Robert Iger, the chief executive of Walt Disney Co., saw his total compensation decline 17% in the recently concluded fiscal year to $36.3 million, according to the company’s latest proxy statement filed Friday to the Securities and Exchange Commission.
The drop from last year’s $43.9 million was due in part to a smaller cash bonus to Iger that Disney said was the result of an “absence of growth” in the fiscal year.
Iger, who is 66 and has extended his contract with Disney to 2021, received a base salary of $2.5 million, a performance-based bonus of $15.2 million and equity-based compensation (including stock options) valued at $17.3 million. His compensation also includes sums for personal air travel, security and matched charitable contributions.
Last year, Iger’s performance-based cash bonus totaled $20 million.
In November, Burbank-based Disney reported a disappointing fourth quarter, with net income of $1.75 billion, down 1% from the year-ago period. Revenue fell 3% and the company failed to meet analysts’ expectations.
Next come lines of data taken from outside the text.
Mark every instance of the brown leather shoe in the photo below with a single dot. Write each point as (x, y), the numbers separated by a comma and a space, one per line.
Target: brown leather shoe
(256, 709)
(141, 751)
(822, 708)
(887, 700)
Weak results at ESPN were blamed for the miss.
Still, Disney saw another banner year at the box office with hits such as the live-action “Beauty and the Beast” and “Star Wars: The Last Jedi.” The company is once again expected to dominate the annual box office among the major Hollywood studios.
Disney announced last month a blockbuster deal to acquire the majority of the assets of 21st Century Fox, including its film and TV studios. The $52.4-billion deal is the largest in Disney’s history and is expected to better position the entertainment giant as it plans to launch two streaming services in 2019 to compete with Netflix, Apple and other tech giants.
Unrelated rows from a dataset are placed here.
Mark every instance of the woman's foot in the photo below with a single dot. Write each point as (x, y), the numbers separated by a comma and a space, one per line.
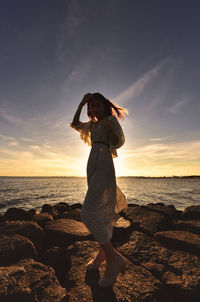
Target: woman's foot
(112, 271)
(96, 262)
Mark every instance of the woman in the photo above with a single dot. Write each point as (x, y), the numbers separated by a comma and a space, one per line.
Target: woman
(104, 199)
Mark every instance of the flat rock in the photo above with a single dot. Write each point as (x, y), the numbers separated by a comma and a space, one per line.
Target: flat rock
(138, 284)
(29, 280)
(178, 270)
(147, 219)
(64, 231)
(180, 240)
(192, 212)
(28, 229)
(42, 218)
(187, 225)
(16, 214)
(14, 248)
(72, 214)
(59, 259)
(170, 211)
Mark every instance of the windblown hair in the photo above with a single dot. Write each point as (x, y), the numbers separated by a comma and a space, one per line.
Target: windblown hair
(109, 107)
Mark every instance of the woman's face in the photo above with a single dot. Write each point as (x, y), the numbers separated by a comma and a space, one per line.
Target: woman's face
(97, 109)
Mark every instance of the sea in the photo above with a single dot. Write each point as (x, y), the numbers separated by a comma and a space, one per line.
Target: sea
(33, 192)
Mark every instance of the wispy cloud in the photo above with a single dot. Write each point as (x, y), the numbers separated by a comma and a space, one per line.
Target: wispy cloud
(174, 108)
(25, 139)
(184, 150)
(137, 87)
(13, 143)
(6, 137)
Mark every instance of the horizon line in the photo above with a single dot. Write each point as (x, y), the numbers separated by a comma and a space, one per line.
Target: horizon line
(139, 176)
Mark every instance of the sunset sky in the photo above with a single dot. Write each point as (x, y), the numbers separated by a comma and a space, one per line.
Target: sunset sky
(143, 55)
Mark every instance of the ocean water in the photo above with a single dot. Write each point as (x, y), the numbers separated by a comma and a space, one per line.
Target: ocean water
(33, 192)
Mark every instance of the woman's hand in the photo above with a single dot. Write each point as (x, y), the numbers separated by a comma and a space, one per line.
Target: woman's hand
(86, 98)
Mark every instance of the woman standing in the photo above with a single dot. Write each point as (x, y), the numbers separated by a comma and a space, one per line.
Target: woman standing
(103, 200)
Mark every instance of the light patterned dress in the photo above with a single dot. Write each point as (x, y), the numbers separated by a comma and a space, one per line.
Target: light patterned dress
(103, 200)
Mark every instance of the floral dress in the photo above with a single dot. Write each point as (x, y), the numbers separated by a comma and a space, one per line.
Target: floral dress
(103, 200)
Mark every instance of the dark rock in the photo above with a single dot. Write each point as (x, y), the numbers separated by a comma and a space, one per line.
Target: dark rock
(62, 207)
(138, 284)
(72, 214)
(180, 240)
(59, 259)
(29, 280)
(122, 231)
(16, 214)
(14, 248)
(191, 213)
(64, 231)
(169, 211)
(147, 219)
(42, 218)
(187, 225)
(28, 229)
(32, 212)
(46, 208)
(179, 271)
(76, 206)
Disney also said Friday that Twitter CEO Jack Dorsey and Facebook chief operating officer Sheryl Sandberg will be leaving the board of directors.
“Given our evolving business and the businesses Ms. Sandberg and Mr. Dorsey are in, it has become increasingly difficult for them to avoid conflicts relating to Board matters, and they are not standing for re-election,” said a Disney spokesperson in a statement.
Two other Disney board members will also be stepping down. Robert W. Matschullat and Orin C. Smith will leave the board pursuant to Disney policies that limit board service to 15 years and set the retirement age at 74, respectively. The Disney board has 12 members.